Department of Physiology, Georgia Health Sciences University, Augusta, GA 30912, USA.
J Neuroendocrinol. 2012 Apr;24(4):653-63. doi: 10.1111/j.1365-2826.2011.02249.x.
A growing body of evidence indiates that carbon monoxide (CO) acts as a gas neurotransmitter within the central nervous system. Although CO has been shown to affect neurohypophyseal hormone release in response to osmotic stimuli, the precise sources, targets and mechanisms underlying the actions of CO within the magnocellular neurosecretory system remain largely unknown. In the present study, we combined immunohistochemistry and patch-clamp electrophysiology to study the cellular distribution of the CO-synthase enzyme heme oxygenase type 1 (HO-1), as well as the actions of CO on oxytocin (OT) and vasopressin (VP) magnocellular neurosecretory cells (MNCs), in euhydrated (EU) and 48-h water-deprived rats (48WD).
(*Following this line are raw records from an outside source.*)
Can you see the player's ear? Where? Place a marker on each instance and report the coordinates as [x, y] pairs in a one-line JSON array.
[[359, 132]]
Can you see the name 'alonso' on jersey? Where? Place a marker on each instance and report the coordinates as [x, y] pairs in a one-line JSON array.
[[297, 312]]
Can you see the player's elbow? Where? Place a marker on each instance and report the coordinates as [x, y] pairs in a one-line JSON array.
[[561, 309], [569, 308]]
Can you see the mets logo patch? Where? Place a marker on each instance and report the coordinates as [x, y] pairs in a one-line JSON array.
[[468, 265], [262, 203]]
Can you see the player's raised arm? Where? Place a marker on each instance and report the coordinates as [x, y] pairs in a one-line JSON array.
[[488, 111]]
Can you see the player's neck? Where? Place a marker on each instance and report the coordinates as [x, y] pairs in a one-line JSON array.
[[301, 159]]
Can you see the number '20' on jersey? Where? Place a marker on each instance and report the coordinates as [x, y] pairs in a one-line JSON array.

Our results show the expression of HO-1 immunoreactivity both in OT and VP neurones, as well as in a small proportion of astrocytes, both in supraoptic (SON) and paraventricular (PVN) nuclei. HO-1 expression, and its colocalisation with OT and VP neurones within the SON and PVN, was significantly enhanced in 48WD rats. Inhibition of HO activity with chromium mesoporphyrin IX chloride (CrMP; 20 μm) resulted in a slight membrane hyperpolarisation in SON neurones from EU rats, without significantly affecting their firing activity. In 48WD rats, on the other hand, CrMP resulted in a more robust membrane hyperpolarisation, significantly decreasing neuronal firing discharge. Taken together, our results indicate that magnocellular SON and PVN neurones express HO-1, and that CO acts as an excitatory gas neurotransmitter in this system. Moreover, we found that the expression and actions of CO were enhanced in water-deprived rats, suggesting that the state-dependent up-regulation of the HO-1/CO signalling pathway contributes to enhance MNCs firing activity during an osmotic challenge.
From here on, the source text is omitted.